The deal has been on the block for about two-and-a-half years. DLF wanted to sell the Aman Resorts chain for Rs 3,000 crore but was unable to get the expected price for the property.

Earlier, the realty giant was in talks with Malaysian-based company Khazanah, global fashion house LVMH, Four Seasons Hotel and Kingdom Holdings for selling the resort.

This potential deal is part of DLF's plan to raise Rs 7,500 crore by March 2013 through the sale of non-core assets to reduce its huge debt burden, which has risen to Rs 22,860 crore.

In June, the company sold its entire stake in its subsidiary Adone Hotels and Hospitality to Kolkata-based consortium Avani Projects and Square Four Housing and Infrastructure for Rs 567 crore.

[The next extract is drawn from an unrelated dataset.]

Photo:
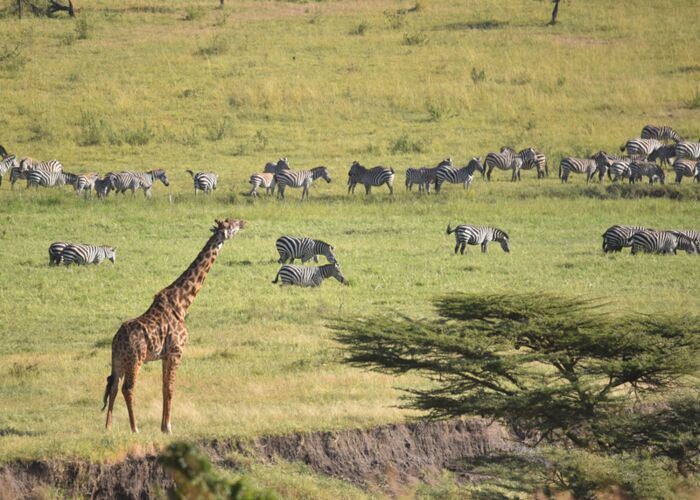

In a move to pare debts, DLF on Monday announced parting ways with its plot at Lower Parel with the deal including the land cost of Rs 1,200 crore and liabilities worth Rs 1,500 crore incurred by the real estate giant since it purchased the plot in 2005.

This decision of both the firms was finalised after the plans to jointly develop the plot went kaput over revenue sharing agreement issue.

Further, as per the deal, the payment towards first installment of Rs 500 crore will be made on August 13, while the remaining would be paid in October.  

DLF has reported a 18.29 per cent year-on-year drop in consolidated net profit in the first quarter as it was weighed down by costly finance and slowdown in home sales. Finance cost for the quarter was up 25.6 per cent to Rs 623 crore from Rs 496 crore in the year-ago period.

DLF plans to earn Rs 6,000-Rs 7,000 crore from its new real estate projects that include plans in Gurgaon later this year. The company is expected to launch the second phase of its high-end luxury project Magnolia in the second half of the current financial year.